Sendo o crescimento econômico o principal motor para reduzir a pobreza, o que pode ser feito em países em recessão, como o Brasil? Procuro ser muito cuidadoso e não fazer recomendações específicas para países. Nenhuma nação dispõe de recursos ilimitados. Dito isso, as questões básicas são sempre as mesmas: de onde vem o dinheiro público, quem paga por ele e quem se beneficia? Eis algo que cada país precisa definir, considerando seus valores, seu contexto e as políticas para isso.

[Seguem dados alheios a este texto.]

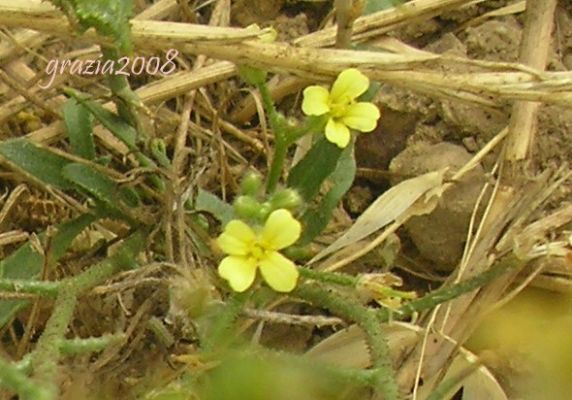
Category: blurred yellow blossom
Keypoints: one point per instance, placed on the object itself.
(249, 250)
(341, 106)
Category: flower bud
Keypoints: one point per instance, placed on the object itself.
(287, 198)
(264, 211)
(247, 207)
(251, 184)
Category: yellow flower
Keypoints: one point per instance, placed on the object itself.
(249, 250)
(340, 103)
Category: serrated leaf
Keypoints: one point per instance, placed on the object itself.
(308, 175)
(98, 186)
(78, 122)
(108, 17)
(210, 203)
(26, 263)
(379, 5)
(37, 162)
(121, 129)
(317, 218)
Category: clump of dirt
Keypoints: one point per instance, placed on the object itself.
(440, 236)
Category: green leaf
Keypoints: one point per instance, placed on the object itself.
(26, 263)
(317, 218)
(108, 17)
(79, 126)
(121, 129)
(210, 203)
(98, 186)
(37, 162)
(379, 5)
(308, 175)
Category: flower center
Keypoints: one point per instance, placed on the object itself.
(257, 252)
(339, 107)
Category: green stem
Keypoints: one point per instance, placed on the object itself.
(281, 144)
(223, 322)
(278, 158)
(88, 345)
(14, 379)
(43, 288)
(47, 353)
(329, 277)
(367, 319)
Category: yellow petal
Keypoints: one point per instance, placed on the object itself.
(315, 100)
(280, 230)
(337, 133)
(236, 239)
(361, 116)
(279, 272)
(350, 84)
(238, 271)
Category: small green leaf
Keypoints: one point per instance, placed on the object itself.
(317, 218)
(108, 17)
(121, 129)
(26, 263)
(37, 162)
(78, 122)
(210, 203)
(308, 175)
(103, 190)
(379, 5)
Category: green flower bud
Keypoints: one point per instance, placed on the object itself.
(264, 211)
(251, 184)
(159, 152)
(247, 207)
(287, 198)
(252, 76)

O tema da desigualdade ganhou popularidade com o livro O Capital no Século XXI, do francês Thomas Piketty. Ele defende a criação de um imposto global sobre fortunas para reduzir a desigualdade. Qual a sua opinião? Não tenho interesse em falar de ideias cuja possibilidade de se tornarem realidade não existe. Mas um dos pontos importantes sobre Piketty é que seu trabalho atraiu enorme atenção sobre um tema fundamental, na medida em que muitas pessoas escondem sua riqueza em contas internacionais e paraísos fiscais. Essa foi uma das motivações para que ele sugerisse o imposto global. Mas, na verdade, seja em países ricos, seja nos pobres, essa riqueza está escondida e fora do alcance das autoridades fiscais.
O senhor e a pesquisadora Anne Case descobriram o aumento de mortes dentro de um grupo específico da população americana. Qual a explicação? Estudamos o grupo formado por homens brancos de meia-idade, não hispânicos, nos Estados Unidos. Constatamos que, depois de quase 100 anos de queda da mortalidade, essa taxa passou a subir em 1998. As mortes ocorrem principalmente de três formas: overdose de drogas e medicamentos, suicídios e doenças de fígado causadas pelo álcool. Chamamos o fenômeno de “mortes por desespero”. São quase sempre pessoas sem diploma universitário e sem boa formação educacional, indivíduos que se deram mal na vida nos últimos quarenta anos. Esse fenômeno, ocorrido em um país rico como os Estados Unidos, reflete o abandono, por um longo período, das pessoas que, por um motivo ou outro, ficaram para trás na sociedade.